Thermal management materials with high thermal conductivity (TC), adjustable coefficient of thermal expansion (CTE) and excellent mechanical properties have promising applications in the electronic packaging and high-power density equipment fields. In this work, we have developed a novel strategy for tungsten-copper coated graphite flakes and aluminum nitride nanoparticles reinforced copper matrix composites (GFs(W–Cu)/AlN/Cu composites) fabricated by vacuum hot-pressing sintering.
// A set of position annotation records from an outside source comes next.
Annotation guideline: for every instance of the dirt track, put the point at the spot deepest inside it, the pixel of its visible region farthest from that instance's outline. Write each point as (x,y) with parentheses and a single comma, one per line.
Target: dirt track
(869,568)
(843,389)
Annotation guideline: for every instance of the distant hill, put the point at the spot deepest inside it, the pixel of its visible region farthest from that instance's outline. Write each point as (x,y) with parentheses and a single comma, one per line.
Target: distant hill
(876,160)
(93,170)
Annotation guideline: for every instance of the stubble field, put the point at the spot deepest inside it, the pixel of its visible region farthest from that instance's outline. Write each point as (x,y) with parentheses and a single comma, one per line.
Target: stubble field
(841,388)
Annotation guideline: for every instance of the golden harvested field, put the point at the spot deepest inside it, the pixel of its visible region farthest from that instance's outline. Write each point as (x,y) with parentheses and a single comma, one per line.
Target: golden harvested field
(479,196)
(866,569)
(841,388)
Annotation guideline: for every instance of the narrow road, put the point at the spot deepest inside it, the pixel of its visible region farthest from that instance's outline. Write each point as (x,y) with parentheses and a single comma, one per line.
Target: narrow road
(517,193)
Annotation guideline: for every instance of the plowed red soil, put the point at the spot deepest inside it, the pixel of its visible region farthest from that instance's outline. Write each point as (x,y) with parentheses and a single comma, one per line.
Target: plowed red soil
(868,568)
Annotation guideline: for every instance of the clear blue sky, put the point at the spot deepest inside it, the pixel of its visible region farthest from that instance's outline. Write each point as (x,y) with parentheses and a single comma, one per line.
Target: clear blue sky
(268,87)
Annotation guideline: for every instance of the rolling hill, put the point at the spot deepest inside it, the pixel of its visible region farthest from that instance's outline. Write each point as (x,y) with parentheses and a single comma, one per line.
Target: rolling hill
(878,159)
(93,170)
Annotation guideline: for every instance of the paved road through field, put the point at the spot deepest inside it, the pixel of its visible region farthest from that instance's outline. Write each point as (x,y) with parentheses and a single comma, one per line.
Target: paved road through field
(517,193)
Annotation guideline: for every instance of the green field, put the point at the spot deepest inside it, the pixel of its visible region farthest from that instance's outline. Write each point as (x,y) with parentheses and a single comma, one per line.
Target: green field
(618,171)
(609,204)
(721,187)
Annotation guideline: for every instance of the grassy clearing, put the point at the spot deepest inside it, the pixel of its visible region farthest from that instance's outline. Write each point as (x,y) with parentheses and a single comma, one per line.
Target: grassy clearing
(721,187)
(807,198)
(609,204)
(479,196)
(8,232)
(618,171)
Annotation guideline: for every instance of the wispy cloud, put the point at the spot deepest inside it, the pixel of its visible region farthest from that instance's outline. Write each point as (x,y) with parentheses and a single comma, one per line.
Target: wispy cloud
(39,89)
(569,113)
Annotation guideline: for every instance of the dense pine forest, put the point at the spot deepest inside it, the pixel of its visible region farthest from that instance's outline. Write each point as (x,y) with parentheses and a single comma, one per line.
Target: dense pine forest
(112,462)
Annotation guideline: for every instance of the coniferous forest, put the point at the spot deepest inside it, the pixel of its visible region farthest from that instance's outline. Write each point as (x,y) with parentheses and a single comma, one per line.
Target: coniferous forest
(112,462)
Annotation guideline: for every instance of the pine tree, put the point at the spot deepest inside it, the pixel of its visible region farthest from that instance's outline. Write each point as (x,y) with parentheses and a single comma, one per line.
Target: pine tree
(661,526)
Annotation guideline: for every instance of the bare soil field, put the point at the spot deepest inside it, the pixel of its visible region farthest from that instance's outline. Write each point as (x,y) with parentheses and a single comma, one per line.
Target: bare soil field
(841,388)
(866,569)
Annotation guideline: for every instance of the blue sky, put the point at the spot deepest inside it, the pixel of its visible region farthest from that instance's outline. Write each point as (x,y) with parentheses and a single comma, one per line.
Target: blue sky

Herein, tungsten-copper coated graphite flakes (GFs(W–Cu)) were prepared by impregnation reduction and ultrasonic-assisted electroless plating, in which W–Cu coating improved interfacial bonding and realized metallurgical-physical synergy. Meanwhile, the AlN nanoparticles reinforced Cu flakes (AlN/Cu) were prepared by high energy ball milling, where AlN nanoparticles were evenly dispersed in the Cu matrix and played the role of pinning boundary and refining grain. Effects of nano-AlN with different volume fractions on the mechanical and thermal properties of GFs(W–Cu)/AlN/Cu composites were studied as well. As for the mechanical properties, the in-plane, through-plane flexural strength and tensile strength of GFs(W–Cu)/1.5AlN/Cu composite reached 276.7 ± 4.5, 390.6 ± 4.5 and 136.1 ± 3.0 MPa respectively, which increased by 96.8%, 283.7% and 120.7% than those of the GFs(W–Cu)/Cu composites. In terms of the thermal properties, the in-plane TC of GFs(W–Cu)/1.5AlN/Cu composite is 617.8 ± 12 Wm−1K−1, while the through-plane CTE ranging 25–200 °C is 4.9 ± 0.2 ppmK-1. In conclusion, the GFs(W–Cu)/AlN/Cu composites provide a huge potential for design and application in the thermal management materials.